Hier ben ik met het vervolg van mijn verhaal. Over het spelen in oorlogstijd. Ik weet niet of veel kinderen buiten speelden, ik in ieder geval niet, ik was graag binnen met mijn pop. Ja, alleen maar een pop. Mijn vader was loodgieter en er was weinig geld. Ik speelde altijd met die ene pop, die natuurlijk in de loop der jaren er erg versleten ging uitzien. Soms ging er een arm of been af en dan bracht mijn vader de pop naar de poppendokter, dat zal wel een speelgoedwinkel geweest zijn. Ik kan mij herinneren hoe blij ik was, als de pop na een paar dagen weer gezond bij mij terugkwam! Natuurlijk was er geen geld voor een nieuwe pop…

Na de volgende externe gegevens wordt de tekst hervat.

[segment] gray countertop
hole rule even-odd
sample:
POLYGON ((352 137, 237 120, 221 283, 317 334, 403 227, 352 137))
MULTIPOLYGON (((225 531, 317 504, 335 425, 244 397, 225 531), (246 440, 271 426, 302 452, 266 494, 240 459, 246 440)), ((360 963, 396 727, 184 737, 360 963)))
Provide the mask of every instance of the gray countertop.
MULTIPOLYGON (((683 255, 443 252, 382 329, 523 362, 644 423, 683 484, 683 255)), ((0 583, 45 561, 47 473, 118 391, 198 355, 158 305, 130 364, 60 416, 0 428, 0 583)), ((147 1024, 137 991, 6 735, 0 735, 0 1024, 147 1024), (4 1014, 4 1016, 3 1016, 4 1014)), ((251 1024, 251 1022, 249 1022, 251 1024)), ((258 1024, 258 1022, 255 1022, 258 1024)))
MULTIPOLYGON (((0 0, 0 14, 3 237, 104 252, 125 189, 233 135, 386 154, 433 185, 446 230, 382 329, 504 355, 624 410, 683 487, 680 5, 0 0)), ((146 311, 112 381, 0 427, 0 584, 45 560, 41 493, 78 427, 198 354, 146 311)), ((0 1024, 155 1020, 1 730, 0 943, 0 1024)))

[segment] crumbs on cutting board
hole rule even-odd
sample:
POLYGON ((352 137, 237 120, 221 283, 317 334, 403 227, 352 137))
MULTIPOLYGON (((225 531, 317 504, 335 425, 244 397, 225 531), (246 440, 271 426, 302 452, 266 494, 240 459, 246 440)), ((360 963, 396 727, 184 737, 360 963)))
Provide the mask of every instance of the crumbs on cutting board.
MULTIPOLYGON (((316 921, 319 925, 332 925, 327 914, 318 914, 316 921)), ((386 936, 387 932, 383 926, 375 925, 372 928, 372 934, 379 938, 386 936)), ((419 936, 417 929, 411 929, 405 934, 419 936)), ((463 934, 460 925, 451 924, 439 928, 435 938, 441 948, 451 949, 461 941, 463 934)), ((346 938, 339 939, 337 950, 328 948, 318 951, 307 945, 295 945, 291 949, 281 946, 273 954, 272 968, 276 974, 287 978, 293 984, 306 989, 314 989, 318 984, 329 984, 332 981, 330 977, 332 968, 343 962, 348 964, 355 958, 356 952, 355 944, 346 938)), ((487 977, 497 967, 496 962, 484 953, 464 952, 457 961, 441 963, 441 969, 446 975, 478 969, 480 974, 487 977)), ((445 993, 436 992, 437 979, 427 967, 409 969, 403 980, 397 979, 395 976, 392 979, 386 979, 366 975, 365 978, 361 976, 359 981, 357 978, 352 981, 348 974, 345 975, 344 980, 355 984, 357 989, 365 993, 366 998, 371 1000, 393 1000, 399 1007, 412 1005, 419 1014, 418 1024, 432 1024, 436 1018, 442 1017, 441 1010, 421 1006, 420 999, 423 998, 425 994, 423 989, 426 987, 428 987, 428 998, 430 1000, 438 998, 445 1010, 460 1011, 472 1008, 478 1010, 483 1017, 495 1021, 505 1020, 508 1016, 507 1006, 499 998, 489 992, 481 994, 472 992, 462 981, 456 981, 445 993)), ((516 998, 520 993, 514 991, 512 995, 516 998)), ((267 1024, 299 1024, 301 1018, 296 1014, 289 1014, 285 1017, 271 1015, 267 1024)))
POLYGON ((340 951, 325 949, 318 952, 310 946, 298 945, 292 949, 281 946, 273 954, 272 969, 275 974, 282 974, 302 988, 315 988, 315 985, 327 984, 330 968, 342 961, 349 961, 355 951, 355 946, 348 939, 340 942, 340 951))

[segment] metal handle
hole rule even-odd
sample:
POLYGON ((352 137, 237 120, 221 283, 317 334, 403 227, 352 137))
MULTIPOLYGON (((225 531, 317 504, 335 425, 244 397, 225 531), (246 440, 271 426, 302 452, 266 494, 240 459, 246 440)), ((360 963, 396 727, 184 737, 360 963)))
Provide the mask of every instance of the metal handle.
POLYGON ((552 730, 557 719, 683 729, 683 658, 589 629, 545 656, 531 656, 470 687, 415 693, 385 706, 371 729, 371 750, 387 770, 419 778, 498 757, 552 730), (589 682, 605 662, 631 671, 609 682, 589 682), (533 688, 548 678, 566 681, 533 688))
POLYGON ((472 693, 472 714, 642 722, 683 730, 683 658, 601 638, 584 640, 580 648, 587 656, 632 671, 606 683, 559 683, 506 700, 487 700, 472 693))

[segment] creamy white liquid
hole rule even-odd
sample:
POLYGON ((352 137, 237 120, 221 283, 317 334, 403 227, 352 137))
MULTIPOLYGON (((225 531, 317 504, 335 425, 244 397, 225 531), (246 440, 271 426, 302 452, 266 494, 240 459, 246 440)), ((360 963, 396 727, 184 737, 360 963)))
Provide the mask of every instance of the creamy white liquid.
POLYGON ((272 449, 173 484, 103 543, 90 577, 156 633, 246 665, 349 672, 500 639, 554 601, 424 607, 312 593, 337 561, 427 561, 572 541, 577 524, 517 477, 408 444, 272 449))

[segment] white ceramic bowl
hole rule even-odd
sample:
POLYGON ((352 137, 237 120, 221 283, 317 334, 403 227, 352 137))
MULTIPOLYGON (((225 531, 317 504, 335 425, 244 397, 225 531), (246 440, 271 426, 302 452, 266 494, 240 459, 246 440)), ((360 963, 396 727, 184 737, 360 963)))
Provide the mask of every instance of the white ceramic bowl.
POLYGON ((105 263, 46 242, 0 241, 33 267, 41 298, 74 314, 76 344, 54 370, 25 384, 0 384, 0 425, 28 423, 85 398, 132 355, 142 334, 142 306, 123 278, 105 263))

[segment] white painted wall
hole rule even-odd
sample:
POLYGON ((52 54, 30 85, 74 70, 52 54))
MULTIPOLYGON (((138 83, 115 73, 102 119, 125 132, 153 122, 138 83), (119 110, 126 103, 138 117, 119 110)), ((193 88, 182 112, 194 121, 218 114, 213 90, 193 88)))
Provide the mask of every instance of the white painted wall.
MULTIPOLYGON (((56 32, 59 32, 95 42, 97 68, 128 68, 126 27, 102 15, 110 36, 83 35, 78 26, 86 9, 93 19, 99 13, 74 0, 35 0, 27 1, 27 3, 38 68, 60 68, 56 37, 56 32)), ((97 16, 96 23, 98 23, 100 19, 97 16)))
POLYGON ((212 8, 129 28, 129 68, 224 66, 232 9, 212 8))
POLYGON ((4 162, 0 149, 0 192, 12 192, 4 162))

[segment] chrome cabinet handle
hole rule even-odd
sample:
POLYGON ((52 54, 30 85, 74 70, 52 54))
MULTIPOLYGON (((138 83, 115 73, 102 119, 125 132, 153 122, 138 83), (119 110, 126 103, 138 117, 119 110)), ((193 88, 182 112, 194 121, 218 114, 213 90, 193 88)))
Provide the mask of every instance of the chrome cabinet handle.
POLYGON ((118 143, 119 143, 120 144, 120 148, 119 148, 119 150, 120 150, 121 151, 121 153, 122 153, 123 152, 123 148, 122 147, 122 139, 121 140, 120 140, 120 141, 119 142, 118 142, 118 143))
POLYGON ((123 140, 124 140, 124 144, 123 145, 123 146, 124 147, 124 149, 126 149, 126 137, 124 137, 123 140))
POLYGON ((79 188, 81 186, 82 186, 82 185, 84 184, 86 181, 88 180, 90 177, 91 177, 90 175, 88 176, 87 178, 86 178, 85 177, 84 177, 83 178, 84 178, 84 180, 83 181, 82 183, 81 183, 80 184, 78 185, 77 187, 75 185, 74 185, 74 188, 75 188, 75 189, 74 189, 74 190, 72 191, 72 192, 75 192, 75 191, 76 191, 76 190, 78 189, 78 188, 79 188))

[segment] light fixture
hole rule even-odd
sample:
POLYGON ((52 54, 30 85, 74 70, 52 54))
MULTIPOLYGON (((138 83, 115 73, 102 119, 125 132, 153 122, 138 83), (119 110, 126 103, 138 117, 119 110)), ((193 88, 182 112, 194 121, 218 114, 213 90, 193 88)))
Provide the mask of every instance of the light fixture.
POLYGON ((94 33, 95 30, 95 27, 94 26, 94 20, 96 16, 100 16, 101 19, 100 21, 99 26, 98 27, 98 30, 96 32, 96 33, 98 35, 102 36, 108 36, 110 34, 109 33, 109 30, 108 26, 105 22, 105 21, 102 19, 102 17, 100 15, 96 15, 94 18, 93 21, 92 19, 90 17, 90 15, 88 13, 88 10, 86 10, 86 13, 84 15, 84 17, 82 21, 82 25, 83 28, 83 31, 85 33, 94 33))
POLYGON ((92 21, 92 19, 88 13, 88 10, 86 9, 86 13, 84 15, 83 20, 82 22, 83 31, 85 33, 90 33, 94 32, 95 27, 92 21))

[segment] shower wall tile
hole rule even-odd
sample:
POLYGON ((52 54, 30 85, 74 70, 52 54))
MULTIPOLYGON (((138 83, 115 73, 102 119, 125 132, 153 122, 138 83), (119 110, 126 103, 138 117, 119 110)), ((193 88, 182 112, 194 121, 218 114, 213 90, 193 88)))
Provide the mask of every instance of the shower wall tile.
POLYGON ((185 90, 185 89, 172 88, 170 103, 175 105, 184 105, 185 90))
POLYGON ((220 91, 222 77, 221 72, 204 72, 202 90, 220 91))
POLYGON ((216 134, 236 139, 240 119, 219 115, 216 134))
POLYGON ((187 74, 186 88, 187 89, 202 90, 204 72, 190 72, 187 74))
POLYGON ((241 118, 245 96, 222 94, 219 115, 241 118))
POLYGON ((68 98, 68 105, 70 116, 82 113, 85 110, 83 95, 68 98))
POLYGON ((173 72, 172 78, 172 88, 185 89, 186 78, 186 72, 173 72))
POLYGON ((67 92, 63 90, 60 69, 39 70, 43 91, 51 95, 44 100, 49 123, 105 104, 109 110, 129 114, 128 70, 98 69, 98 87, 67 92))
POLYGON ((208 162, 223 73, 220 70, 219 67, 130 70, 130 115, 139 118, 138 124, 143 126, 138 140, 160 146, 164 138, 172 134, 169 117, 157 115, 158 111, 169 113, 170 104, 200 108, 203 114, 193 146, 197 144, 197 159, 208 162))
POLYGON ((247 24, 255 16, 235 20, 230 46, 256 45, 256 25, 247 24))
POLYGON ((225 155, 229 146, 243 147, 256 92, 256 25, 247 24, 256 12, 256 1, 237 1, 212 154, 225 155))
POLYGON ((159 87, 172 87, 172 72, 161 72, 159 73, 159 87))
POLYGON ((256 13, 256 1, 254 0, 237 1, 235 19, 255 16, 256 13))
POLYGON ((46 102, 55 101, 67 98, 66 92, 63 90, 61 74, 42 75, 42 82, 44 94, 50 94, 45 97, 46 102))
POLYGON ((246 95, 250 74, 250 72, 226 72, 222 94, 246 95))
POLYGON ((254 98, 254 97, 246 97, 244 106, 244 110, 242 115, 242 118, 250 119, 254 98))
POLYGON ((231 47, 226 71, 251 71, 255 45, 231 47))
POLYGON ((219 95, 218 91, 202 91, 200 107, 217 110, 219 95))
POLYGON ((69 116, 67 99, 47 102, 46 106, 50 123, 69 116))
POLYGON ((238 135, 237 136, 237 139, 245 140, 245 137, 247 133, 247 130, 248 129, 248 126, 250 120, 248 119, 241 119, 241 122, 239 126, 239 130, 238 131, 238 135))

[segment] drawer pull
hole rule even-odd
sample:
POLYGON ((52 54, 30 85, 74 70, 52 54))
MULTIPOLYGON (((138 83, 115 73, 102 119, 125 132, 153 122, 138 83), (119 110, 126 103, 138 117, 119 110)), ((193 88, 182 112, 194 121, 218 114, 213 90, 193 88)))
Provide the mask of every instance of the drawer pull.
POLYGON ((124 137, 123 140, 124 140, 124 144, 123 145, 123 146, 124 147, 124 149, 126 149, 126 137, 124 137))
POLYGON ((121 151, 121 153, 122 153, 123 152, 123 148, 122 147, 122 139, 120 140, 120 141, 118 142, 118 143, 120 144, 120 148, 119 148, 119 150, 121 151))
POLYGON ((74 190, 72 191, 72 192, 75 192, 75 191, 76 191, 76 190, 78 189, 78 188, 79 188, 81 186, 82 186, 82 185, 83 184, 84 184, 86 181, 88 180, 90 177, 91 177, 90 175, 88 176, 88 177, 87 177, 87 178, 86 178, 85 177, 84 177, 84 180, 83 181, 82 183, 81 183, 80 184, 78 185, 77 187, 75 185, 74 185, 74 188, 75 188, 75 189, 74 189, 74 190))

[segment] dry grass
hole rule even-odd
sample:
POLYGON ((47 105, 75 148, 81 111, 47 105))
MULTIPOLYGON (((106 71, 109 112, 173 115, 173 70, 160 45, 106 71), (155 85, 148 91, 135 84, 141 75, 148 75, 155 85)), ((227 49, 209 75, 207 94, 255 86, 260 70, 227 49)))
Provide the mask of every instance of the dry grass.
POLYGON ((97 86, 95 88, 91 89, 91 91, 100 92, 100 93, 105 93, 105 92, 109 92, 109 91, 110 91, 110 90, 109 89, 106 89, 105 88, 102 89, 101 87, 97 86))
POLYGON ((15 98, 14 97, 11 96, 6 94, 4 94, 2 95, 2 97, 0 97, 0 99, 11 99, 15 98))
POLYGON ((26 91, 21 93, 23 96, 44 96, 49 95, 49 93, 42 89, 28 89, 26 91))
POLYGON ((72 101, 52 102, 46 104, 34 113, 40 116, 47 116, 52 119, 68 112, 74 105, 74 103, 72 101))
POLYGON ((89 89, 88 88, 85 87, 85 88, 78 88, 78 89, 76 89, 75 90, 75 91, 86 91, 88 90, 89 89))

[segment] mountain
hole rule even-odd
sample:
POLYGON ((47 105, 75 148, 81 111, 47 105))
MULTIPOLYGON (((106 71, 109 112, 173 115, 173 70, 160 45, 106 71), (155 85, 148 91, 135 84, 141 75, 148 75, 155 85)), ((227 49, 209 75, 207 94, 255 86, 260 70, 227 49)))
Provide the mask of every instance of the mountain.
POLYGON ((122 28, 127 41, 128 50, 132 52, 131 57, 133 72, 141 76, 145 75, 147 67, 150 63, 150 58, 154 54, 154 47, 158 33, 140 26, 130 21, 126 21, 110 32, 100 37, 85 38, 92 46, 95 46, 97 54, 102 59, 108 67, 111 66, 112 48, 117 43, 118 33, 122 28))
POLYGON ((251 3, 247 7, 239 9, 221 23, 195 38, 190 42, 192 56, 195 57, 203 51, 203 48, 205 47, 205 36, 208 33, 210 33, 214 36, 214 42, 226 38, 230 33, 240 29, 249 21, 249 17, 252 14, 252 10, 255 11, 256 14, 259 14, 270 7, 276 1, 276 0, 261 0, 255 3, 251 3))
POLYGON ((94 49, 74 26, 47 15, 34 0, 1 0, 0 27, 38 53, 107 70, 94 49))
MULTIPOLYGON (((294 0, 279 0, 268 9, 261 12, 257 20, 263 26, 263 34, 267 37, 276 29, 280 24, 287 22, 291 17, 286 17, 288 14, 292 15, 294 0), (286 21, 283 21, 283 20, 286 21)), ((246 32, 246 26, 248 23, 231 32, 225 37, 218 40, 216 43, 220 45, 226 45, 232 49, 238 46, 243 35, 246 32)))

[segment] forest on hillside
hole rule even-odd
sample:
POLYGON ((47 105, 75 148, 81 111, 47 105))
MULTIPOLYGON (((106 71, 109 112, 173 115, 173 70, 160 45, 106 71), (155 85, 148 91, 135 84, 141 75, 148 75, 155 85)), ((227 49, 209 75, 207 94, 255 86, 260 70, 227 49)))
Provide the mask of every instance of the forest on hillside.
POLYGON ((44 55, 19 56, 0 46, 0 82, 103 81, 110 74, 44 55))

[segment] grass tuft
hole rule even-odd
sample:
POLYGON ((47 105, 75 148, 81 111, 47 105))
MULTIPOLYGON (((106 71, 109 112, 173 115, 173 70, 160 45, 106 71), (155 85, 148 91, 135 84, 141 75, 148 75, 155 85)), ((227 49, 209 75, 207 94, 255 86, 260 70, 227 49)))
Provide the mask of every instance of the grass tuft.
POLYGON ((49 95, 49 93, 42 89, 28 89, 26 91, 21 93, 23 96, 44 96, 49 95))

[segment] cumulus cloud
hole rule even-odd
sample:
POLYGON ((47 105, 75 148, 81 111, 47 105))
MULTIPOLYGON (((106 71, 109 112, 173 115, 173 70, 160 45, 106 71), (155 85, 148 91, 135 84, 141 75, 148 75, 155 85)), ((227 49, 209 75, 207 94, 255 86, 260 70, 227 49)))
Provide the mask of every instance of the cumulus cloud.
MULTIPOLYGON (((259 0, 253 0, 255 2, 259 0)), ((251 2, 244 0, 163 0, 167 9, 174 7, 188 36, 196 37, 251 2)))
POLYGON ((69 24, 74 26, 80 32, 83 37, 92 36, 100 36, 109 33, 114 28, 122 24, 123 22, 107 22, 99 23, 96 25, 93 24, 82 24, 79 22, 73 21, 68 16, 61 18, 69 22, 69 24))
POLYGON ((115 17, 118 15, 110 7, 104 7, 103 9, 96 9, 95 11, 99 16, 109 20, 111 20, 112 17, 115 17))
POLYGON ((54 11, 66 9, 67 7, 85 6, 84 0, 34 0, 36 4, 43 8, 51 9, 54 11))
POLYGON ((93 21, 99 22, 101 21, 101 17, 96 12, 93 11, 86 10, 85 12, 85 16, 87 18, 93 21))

Over kleren weet ik niet meer zo veel. Alleen dit: toen ik na de oorlog een nieuwe jurk kreeg, was dat een hele happening! Wel weet ik nog, dat mijn moeder in de oorlog twee jurken had, een voor in de week en een voor de zondag. Het was armoe troef, maar dat zal zo in veel gezinnen geweest zijn.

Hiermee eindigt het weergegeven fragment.